Another questioner tackled the Lib Dem leader on the coalition government's manifesto-busting decision to raise tuition fees for universities to up to £9,000 per student. Clegg said that to avoid putting potential students from disadvantaged backgrounds off applying to university it was important to "dispel some myths" about the new system. Unlike under the previous Labour government, no student now had to pay any up-front fees, students from poorer homes were now eligible for more grants (not just loans),ytcgzx (http://www.ytcgzx.net/), and new repayment terms meant all graduates would pay out less every week when they reached a minimum income threshold to start repaying the loans - "in effect a progressive graduate tax".

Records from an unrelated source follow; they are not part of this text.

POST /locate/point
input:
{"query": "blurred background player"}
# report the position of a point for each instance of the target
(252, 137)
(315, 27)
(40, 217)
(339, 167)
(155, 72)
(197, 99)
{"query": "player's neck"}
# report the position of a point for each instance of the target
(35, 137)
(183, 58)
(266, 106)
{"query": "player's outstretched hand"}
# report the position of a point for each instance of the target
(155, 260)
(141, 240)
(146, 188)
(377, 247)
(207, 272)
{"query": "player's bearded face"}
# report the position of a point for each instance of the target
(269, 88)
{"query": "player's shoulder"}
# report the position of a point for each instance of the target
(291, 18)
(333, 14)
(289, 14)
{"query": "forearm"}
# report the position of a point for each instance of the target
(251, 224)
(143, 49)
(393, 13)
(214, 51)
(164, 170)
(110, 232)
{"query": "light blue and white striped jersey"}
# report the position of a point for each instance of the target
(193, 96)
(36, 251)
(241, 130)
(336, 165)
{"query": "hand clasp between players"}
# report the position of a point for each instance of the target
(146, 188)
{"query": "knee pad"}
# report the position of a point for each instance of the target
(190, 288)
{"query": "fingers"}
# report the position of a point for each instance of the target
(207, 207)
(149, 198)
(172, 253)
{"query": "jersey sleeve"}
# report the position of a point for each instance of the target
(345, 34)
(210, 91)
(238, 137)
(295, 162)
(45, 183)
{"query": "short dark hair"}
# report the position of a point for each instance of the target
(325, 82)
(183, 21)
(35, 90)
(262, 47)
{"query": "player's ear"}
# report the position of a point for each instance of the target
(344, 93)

 There is also a new record high for the number of people working part-time who are unable to find full time work: the highest since records began in 1992.From Will Straw at Left Foot ForwardFor the first time since the Great Recession began in the second quarter of 2008, the UK has a higher unemployment rate than the United States.From Len McCluskey, the Unite general secretaryHow bad do things have to get before this government wakes up to the human tragedy it is creating? Rather than a head-long dash to austerity, the government needs a Plan B for jobs and growth. From Dave Prentis, the Unison general secretaryThe Tories' economic policies aren't working. With the number of women out of work at a 16-year high, and one in three unemployed people out of work for more than a year, Cameron's claims that we're all in it together sound increasingly hollow.
12.31pm: Clegg says he is proud of the coalition.We have shown that two parties, two very different parties, can govern together. Never again will the political Luddites be able to say that coalitions don't work. Coalition is working, it is has been tested and it has passed the test.And he turns to health.Take NHS reform. Controversial, yes. Difficult, yes. But the value of coalition has been proven because this is a coalition Government. The health bill was stopped in its tracks and rewritten because this is a coalition Government. Competition will be the servant of health care, not the master because this is a coalition government.This is a bill for patients not profits. It is not a Liberal Democrat health bill but it is a better bill because of the Liberal Democrats, a better bill because of you.
 Far from revolutionising choice over who provides state-funded services, we learn that the process of public procurement within the public sector is actually being centralised around the Cabinet Office. ? Steve Richards in the Independent says David Cameron's speech on the NHS this week "signals the end of a particular dream envisaged by the political romantics in his entourage".Cameron is surrounded by a surprisingly large number of Tory romantics. They include his senior advisers, Steve Hilton and Rohan Silva, and influential ministers such as Oliver Letwin. I do not describe them as romantic to be disparaging. On the contrary politics desperately need more like them on the left and the right, original thinkers driven by ideas, vision and with the courageous guile to follow through with policy implementation.